Donald Trump s’est offert une percée diplomatique bienvenue avec l’annonce inattendue d’un accord sur le désarmement du Hamas mais il reste empêtré dans la guerre avec l’Iran, à la recherche d’une voie de sortie qui, pour l’instant, lui échappe.
Après cinq mois de guerre avec l’Iran, la marge de manœuvre du président américain semble des plus réduites et il donne l’impression de naviguer de plus en plus à vue.
«On va les frapper très fort, parce que c’est à notre tour», déclarait-il mercredi à l’aune de nouvelles frappes contre l’Iran cette nuit-là, en riposte à des tirs de Téhéran visant des bases américaines en Jordanie.
Le dirigeant républicain affichait ainsi clairement les limites d’une stratégie consistant à tenter de contraindre l’Iran à capituler à coup de missiles, sans succès jusqu’à présent.

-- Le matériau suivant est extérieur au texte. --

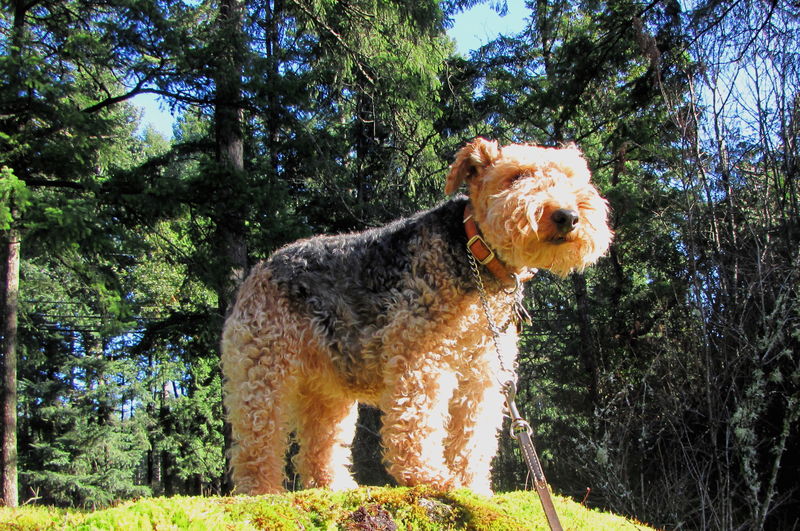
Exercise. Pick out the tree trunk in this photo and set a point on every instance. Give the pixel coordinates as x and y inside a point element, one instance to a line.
<point>230,157</point>
<point>11,292</point>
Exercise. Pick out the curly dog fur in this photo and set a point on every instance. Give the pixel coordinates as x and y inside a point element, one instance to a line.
<point>392,317</point>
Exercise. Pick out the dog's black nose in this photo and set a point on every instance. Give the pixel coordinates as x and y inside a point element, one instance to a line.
<point>565,219</point>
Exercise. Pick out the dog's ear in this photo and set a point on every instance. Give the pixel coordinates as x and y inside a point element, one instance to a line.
<point>470,160</point>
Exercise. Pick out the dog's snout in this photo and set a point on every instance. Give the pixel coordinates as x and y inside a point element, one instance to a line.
<point>565,219</point>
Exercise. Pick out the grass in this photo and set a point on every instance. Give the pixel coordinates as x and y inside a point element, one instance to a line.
<point>366,508</point>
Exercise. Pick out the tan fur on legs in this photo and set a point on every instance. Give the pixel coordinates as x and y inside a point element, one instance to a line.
<point>326,427</point>
<point>414,426</point>
<point>392,317</point>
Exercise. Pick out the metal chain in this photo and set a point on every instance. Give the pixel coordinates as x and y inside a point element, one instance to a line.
<point>487,309</point>
<point>520,429</point>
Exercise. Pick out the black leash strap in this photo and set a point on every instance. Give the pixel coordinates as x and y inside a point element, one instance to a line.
<point>521,431</point>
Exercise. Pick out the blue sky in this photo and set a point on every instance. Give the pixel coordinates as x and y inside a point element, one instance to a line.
<point>471,30</point>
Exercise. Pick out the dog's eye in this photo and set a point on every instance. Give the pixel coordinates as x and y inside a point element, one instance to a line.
<point>518,176</point>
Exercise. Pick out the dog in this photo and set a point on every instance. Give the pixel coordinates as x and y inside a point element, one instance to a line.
<point>398,317</point>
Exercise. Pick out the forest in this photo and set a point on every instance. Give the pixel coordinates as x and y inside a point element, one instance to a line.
<point>663,383</point>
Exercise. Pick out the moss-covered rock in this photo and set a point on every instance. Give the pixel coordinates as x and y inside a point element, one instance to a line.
<point>366,508</point>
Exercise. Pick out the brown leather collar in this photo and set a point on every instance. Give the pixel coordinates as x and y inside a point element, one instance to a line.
<point>483,253</point>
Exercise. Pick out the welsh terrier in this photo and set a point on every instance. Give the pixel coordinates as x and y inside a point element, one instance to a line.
<point>394,317</point>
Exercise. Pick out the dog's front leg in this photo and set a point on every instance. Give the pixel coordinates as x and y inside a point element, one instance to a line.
<point>415,407</point>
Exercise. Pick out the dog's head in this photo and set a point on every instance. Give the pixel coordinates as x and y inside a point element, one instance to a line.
<point>535,206</point>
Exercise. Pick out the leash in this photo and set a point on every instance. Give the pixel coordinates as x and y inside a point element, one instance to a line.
<point>520,429</point>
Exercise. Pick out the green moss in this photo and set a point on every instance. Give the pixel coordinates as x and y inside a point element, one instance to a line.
<point>413,509</point>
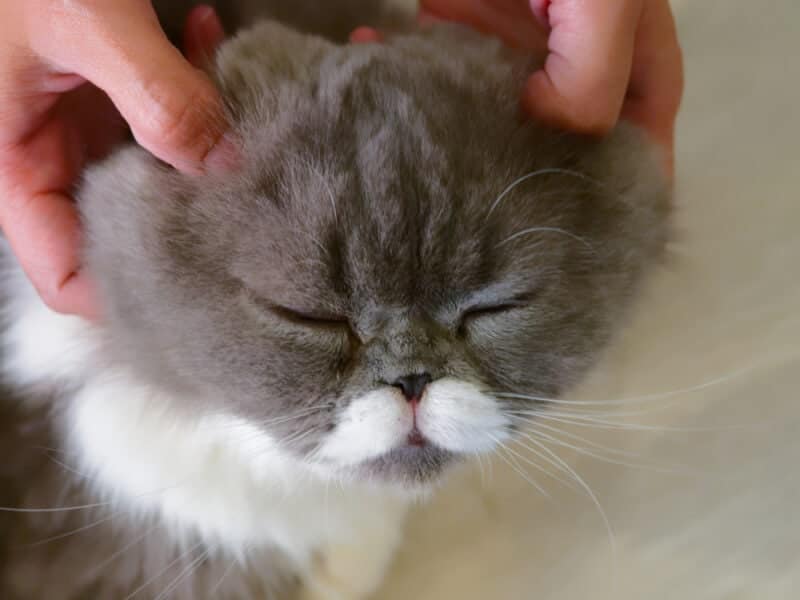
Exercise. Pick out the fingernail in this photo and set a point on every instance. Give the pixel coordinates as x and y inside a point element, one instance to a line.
<point>224,156</point>
<point>426,18</point>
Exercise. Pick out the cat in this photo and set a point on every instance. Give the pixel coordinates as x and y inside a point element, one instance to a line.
<point>293,353</point>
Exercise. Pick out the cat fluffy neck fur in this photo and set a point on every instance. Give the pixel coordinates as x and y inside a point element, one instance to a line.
<point>214,481</point>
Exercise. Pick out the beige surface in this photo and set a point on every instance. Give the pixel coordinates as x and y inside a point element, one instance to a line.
<point>727,306</point>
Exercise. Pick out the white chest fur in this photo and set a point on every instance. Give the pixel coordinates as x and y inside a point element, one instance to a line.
<point>215,476</point>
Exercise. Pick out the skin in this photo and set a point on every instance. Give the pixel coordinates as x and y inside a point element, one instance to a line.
<point>75,75</point>
<point>605,60</point>
<point>72,74</point>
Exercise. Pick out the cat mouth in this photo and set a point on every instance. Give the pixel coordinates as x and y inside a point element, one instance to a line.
<point>417,462</point>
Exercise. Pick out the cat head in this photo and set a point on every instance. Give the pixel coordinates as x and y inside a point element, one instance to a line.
<point>400,263</point>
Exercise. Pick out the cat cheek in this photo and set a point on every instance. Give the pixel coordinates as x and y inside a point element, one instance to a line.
<point>369,427</point>
<point>458,416</point>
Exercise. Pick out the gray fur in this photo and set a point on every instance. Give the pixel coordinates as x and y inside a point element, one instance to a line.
<point>373,193</point>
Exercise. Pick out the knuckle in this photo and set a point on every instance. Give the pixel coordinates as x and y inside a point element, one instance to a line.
<point>181,119</point>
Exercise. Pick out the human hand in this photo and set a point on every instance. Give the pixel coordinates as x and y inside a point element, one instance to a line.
<point>68,70</point>
<point>604,59</point>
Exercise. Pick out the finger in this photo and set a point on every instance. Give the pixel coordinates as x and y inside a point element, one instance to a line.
<point>508,19</point>
<point>39,221</point>
<point>656,87</point>
<point>366,35</point>
<point>590,52</point>
<point>202,36</point>
<point>173,109</point>
<point>45,237</point>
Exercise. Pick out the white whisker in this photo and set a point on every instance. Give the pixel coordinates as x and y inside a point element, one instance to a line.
<point>539,173</point>
<point>183,575</point>
<point>546,230</point>
<point>589,492</point>
<point>163,571</point>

Alors que le conflit au Moyen-Orient s’étend de manière fragmentée de l’Irak à l’Arabie saoudite et même à l’Égypte, le président américain est dans une impasse.
Il a réuni vendredi les membres de son gouvernement dans la résidence présidentielle de Camp David mais n’a donné aucune indication laissant entrevoir un changement de stratégie.

Citant des responsables américains anonymes, la chaîne NBC News avait rapporté jeudi qu’il était même «exaspéré» et avait exprimé sa colère lors d’une récente réunion à la Maison Blanche, mécontent du peu d’options qui s’offrent à lui pour mettre fin à la guerre.
C’est que cela dépend en grande partie de Téhéran.
Après avoir déclenché aux côtés d’Israël le 28 février des frappes contre l’Iran, décimant dès le premier jour de nombreux responsables dont l’ayatollah Ali Khamenei, rien ne se passe comme prévu pour le président américain, lui qui avait parlé d’un calendrier de «quatre à six semaines» pour s’assurer que l’Iran n’ait jamais l’arme nucléaire.
Les responsables américains assurent certes qu’ils ont atteint leurs objectifs militaires après plusieurs mois de frappes ayant détruit la marine iranienne et affaibli ses capacités balistiques mais le conflit a pris un autre tournant autour du contrôle du détroit d’Ormuz, sèmant au passage le désordre dans le commerce mondial et prenant l’administration Trump au dépourvu.

Et l’accord-cadre avec l’Iran du 17 juin, déjà très critiqué car jugé favorable à Téhéran, a fait long feu.
L’armée américaine frappe des sites militaires et les Gardiens de la révolution, l’armée idéologique de l’Iran, répondent en visant des bases américaines et des pays alliés de Washington au Moyen-Orient... œil pour œil.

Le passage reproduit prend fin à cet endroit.